To begin with, Jesus Himself claimed that there was a distinction between church and state when He was tested by the Pharisees on whether religious Jews should pay taxes to a pagan state. His famous answer: “Render to Caesar the things that are Caesar’s, and to God the things that are God’s” (Matthew 22:21, ESV).

This distinction was also supported by Paul, who told Christians, “never avenge yourselves, but leave it to the wrath of God” (Romans 12:19, ESV), but said of the pagan state, “let every person be subject to the governing authorities. For there is no authority except from God, and those that exist have been instituted by God” (Romans 13:1, ESV). It is of note that Paul was speaking of a pagan state which would shortly be in the business of oppressing Christians. Paul was not claiming that the government always acts in accordance with God’s moral values, but that God is sovereign enough to ensure that His will be done even by pagan dictators. This is the same point made by Old Testament prophets such as Habakkuk and Jeremiah who spoke of pagan Babylon’s coming subjugation of Judah.

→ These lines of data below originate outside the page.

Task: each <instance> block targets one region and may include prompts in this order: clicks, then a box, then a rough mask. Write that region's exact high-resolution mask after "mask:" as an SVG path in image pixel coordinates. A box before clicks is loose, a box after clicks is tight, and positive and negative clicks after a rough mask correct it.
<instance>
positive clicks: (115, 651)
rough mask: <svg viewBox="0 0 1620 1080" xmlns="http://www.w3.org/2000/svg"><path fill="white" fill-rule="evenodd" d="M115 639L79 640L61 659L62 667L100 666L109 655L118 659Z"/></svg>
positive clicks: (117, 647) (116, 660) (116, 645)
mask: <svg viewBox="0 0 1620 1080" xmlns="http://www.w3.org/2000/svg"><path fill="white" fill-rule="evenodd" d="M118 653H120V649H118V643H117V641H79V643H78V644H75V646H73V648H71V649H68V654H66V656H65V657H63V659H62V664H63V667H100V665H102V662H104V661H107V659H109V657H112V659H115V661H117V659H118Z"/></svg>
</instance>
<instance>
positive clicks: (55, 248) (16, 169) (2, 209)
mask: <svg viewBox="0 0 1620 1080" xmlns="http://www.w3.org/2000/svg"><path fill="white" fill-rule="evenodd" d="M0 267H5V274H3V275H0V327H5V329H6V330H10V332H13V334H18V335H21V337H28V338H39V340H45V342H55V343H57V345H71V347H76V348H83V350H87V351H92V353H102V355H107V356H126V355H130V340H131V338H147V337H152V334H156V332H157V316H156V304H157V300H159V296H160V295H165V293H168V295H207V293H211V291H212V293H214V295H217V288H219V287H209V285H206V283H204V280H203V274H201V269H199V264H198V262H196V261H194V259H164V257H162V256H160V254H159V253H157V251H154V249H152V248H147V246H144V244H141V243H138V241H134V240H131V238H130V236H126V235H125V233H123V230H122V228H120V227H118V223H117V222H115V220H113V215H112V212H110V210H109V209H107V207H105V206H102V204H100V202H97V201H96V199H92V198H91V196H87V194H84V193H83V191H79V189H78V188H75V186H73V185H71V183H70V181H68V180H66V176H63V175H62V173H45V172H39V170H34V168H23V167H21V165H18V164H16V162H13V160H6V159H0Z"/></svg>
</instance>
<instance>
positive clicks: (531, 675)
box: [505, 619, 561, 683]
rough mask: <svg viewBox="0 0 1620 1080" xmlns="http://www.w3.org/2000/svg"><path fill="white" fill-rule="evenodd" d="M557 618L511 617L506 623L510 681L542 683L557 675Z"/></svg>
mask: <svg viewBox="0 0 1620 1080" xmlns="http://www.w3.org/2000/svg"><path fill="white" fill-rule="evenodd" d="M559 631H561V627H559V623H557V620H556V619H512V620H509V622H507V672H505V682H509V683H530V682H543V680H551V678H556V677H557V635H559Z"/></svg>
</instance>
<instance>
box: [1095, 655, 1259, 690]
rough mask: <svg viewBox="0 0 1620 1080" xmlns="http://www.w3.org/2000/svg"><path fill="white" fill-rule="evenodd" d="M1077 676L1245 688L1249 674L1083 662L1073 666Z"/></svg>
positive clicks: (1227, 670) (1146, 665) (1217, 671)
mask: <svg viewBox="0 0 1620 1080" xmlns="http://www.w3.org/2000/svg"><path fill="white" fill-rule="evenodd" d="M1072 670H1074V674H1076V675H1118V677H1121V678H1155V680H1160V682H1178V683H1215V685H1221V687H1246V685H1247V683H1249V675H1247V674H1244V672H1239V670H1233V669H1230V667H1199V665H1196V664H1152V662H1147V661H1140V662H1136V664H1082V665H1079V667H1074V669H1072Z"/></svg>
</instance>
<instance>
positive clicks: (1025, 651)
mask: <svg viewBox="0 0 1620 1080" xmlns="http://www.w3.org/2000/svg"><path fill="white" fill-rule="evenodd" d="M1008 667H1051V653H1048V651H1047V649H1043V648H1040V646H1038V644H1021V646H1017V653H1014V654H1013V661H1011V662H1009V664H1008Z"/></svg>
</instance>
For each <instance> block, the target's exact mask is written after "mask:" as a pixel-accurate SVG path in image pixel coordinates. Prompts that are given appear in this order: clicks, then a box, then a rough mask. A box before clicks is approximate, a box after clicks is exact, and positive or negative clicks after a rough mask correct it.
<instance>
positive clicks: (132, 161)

But what makes this church/state distinction characteristic of the New Covenant when it wasn’t characteristic of the Israelite state? One might make an analogy to Jeremiah’s contrast (in Jeremiah 31:31-34) of the Old Covenant laws written on stone (emphasizing that covenant’s physicality and spatiality) to the New Covenant laws written on the hearts of God’s elect (emphasizing this covenant’s spiritual nature). Jesus, when asked by Pilate why His followers wouldn’t fight to release Him since He is a king, responded, “My kingdom is not of this world. If my kingdom were of this world, my servants would have been fighting, that I might not be delivered over to the Jews. But my kingdom is not from the world” (John 18:36, ESV). This is not to say that there is no future kingdom of God which is political in nature, only that it is not now that kind of kingdom (see 1 Corinthians 15:24).

However, even with these important distinctions which argue for discontinuity between the Testaments, one might argue that these is in fact more continuity on the issue of civil laws than not. For one thing, even the civil laws of the Torah are supported by eternal moral values, and both are written for our edification. The penalties might change (as God Himself made exceptions for the death penalty in the cases of David, Moses, Paul, etc., suggesting the mutability of the civil laws’ legal requirements), but the values supporting these laws remains. More than that, however, the Old Testament itself suggests that the elect are held to a higher standard than the non-elect. For example, in Amos we find God judging the pagan nations based on broad moral categories that are accessible to all men while He judges Judah specifically for its covenant unfaithfulness. Dennis Kinlaw concludes of Amos’ words of judgment, “we might say that Yahweh judges the other nations by natural law.”5 If God requires something different from the elect than the non-elect, and since the elect in the New Covenant are an ecclesial and not a political grouping it would not be appropriate to establish a theonomic state. In other words, while God’s moral law (which is expressed in Israel’s civil laws) is eternal and therefore retains continuity with the New Testament, Jesus’ coming changes the way these laws are to be expressed by God’s covenant people.

Recall how C.H. Dodd characterized the Old Testament—as the substructure of the New. The earliest Christians had no New Testament, so the Old Testament was their Bible. That this valuation of the Old Testament remains for Christians today is established by the fact that the apostolic writings utilized the Old Testament as the fertile ground of New Testament revelation. The key to the Old Testament’s use is to read it as the apostles did—christocentrically. Which is to say as the revelation of God and the ground for all of God’s promises which are fulfilled in Christ.

1Beale, G.K. Handbook on the New Testament Use of the Old Testament, Kindle Edition.

2Note the subtitle of C.H. Dodd’s According to the Scriptures: The Substructure of New Testament Theology.

3Berding and Lunde editors, Three Views on the New Testament Use of the Old Testament, Kindle Edition.

4Beale, G.K. Handbook on the New Testament Use of the Old Testament, Kindle Edition.

5John N. Oswalt and Dennis F. Kinlaw, Lectures in Old Testament Theology, Kindle Edition.